その時、母は頑張りなさいとは言わなかった。僕は母に励まして欲しかったのかもしれない。
「辞める辞めないは貴方の自由。ただ、1つ言える事は今辛くて辞めたら、今後辛いことがあるとその都度逃げる様になる。逃げ癖がつく。自分で良く考えなさい。」
この一言は僕の心に深く突き刺さった。そして母に言われた言葉を良く噛み締めて考えた。
母の言う事は最もだと思った。僕は今一度気を引き締めて、新人練に臨む決意をした。志半ば無念の脱落となった友人Aも僕が諦める事は望まないだろう。2浪までして合格した上で挑戦した新人練。1週間もせず脱落。

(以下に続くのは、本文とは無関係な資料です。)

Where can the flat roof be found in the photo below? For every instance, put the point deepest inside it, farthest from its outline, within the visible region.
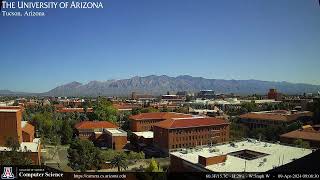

考えに考えて2回目のチャレンジをした新人練。念願の入部まであと少しのところに辿り着いていながら、諦めようとしていた弱い自分。
母の言葉でぎりぎり折れかけた心が再度繋がった。
その後の新人練は厳しいものだったが、受かる迄やり抜く覚悟で乗り切った。新人練の最後の方はようやく人数が絞り切れた為、少し練習の厳しさが軟化した。元監督のOBが新人練の終盤を見てくれ、優しい言葉を掛けてくれた。新人練の終わりが近いことを感じれた。
友人Aが脱落してから約1週間後、新人練を乗り越え、ようやく入部が叶った。
僕は何とか最後の約40人に入ることができた。
入部が決まると週末に入部式が行われる、2年生との試合が行われる。
その日が1年生にとって正式に入部が認められる日となる。
入部式までの数日間は試合に向け、チームを編成しラグビーらしい練習が行われた。僕は14番右ウィングとして試合に出る事になった。
新人練が終わると、それまで口を利いた事にない同期とも話す様になった。
現役で入学した者たちと浪人組との間に隔たりの様なものはあった。
中には高校ラグビー部の先輩が同期になった者もいた。